About a half-dozen students were forced to evacuate their dorm rooms at the 301 Residence Hall earlier this month after a pipe burst, sending water gushing into their bedrooms. With a chunk of a wall missing, water gushed through a student’s room, leaving a pool of water that started to rapidly cover the floor.
Officials at the freshman residence hall evacuated seven students after the HVAC pipe burst on the third floor of the building on Oct. 11 and relocated the students to the Loeb Hall dorms, where they stayed for four days while repairs were made.
The leak caused damage to one student suite as well as the common area below, New School spokesperson Merrie Snead said.
Rylan Florence, a first-year political science major, was one of the students relocated to Loeb.
Florence and his roommates live on the third floor, where the pipe burst. Water flooded their dorm room, seeping into the common area below, including the first-floor lobby.
“I was working in the mailroom, and I [went] outside and I [saw] it raining down from [the] ceiling,” Rylan said.
The affected students were sent to Loeb Hall shortly after.

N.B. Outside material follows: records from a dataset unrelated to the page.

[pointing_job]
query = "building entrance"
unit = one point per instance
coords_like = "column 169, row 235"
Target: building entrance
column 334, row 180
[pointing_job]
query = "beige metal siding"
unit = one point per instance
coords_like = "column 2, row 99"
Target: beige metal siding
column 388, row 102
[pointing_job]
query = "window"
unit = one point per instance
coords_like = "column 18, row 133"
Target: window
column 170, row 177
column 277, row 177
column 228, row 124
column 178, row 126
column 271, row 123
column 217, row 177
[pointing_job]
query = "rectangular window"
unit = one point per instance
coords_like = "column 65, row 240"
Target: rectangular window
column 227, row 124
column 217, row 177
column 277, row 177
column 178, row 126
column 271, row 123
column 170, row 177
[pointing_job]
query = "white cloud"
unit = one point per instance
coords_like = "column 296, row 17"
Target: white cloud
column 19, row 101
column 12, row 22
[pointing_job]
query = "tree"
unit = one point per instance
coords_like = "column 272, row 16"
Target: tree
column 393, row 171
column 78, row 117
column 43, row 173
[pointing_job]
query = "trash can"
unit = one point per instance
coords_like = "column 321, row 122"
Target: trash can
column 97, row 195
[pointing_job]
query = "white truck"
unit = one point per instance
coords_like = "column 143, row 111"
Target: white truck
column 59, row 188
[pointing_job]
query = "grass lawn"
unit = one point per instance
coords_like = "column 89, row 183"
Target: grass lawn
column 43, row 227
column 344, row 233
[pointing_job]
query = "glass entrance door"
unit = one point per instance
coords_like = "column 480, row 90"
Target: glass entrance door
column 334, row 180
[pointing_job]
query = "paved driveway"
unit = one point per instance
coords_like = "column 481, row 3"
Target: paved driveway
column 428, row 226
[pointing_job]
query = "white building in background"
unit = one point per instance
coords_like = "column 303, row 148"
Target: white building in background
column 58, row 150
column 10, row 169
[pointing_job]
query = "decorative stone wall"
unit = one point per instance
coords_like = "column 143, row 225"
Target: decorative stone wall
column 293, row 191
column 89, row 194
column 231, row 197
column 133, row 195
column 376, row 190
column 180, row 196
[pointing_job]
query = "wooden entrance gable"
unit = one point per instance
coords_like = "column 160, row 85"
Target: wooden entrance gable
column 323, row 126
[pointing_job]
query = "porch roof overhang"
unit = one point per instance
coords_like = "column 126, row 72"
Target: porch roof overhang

At first, Florence and the maintenance staff believed that the room’s air conditioning unit was leaking and the staff began repairing the damage. However, soon enough, the leak worsened and Florence and his roommates were escorted out into the hallway. They were told to pack up their things to move dorms that day.
Florence said he and his roommates were left wondering when they could return home while they waited out the repairs.
“I feel like there was definitely some communication errors,” Florence told The New School Free Press. “We were supposed to go back on a Friday and by Thursday, we had gotten no communication back from the school. So, we didn’t really know the state of our room.”
Finally, on Friday, Oct. 14, Florence was notified that he could move back to his dorm room.
Once moving back in, Florence stated that the situation went back to normal fairly quickly. Parts of the building suffered water damage, including Florence’s room and a few of his belongings — a couple of chargers and a printer were damaged, but he was able to salvage everything except one charger.
He said he was also left with a large clean-up job thanks to the amount of water that emptied into his room.
“I had to wash everything,” Florence said. “The one issue was that the water from the pipe ended up everywhere. The people who [were] working in the room just kind of [threw] everything [on] the bed.”
The university is now working on completing repairs in the common spaces of the residence hall.